Under the new regulation, a retirement account fund manager or employer must continue to pledge to prioritize the interests of retirees, a longstanding requirement, but fiduciaries now also will be allowed to include factors such as climate change and other ESG considerations in their analyses and decision-making processes. This will, by design, empower leftwing employers and fund managers to use retirement accounts to push leftist causes.
The regulation is a huge win for those who support using investment dollars to promote a leftwing ideological agenda. The total value of all U.S. 401(k) accounts was $7.3 trillion in June 2021. Although not all of that wealth will likely end up in ESG funds in the wake of Biden’s regulatory change, if even just one-third of those funds do, it would mean trillions of dollars could soon flow toward companies that embrace liberal ideals.
Some workers may not notice any changes to their 401(k) and other retirement options over the next year or two, but others soon will find themselves stuck choosing between a short list of ESG-focused investment funds, effectively requiring some workers wanting to take advantage of the tax benefits offered by 401(k) plans to contribute to beliefs with which they do not agree. Investors can protect themselves in three ways:
- First, tell your employer, pension fund manage, or other fiduciary responsible for your retirement accounts that you are not interested in ESG investing. The Biden rule does not require ESG investments; it only allows fiduciaries to offer them.
- Second, the new Biden rule permits employers to make an ESG fund the default option for employees enrolled in 401(k) accounts. That means that employees who normally do not voluntarily elect specific 401(k) investments soon could have their hard-earned money automatically invested in an ESG fund. Many workers won’t even notice the change. If you want to avoid this from happening in coming years, be sure to submit your own 401(k) elections.

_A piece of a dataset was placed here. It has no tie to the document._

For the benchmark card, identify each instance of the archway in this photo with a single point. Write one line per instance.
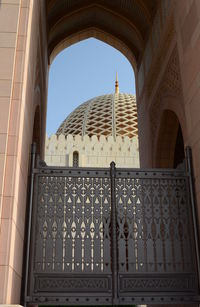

- Third, if your employer or pension manager severely limits your options so ESG investing is hard to avoid when contributing to a 401(k), consider other investment opportunities that would put you in greater control of your money. An individual retirement account could be a better option, for example.
Investment watchdogs say that with growth of a fund not necessarily the highest priority of ESG investment, workers with retirement funds need to be extra vigilant about what their savings are funding.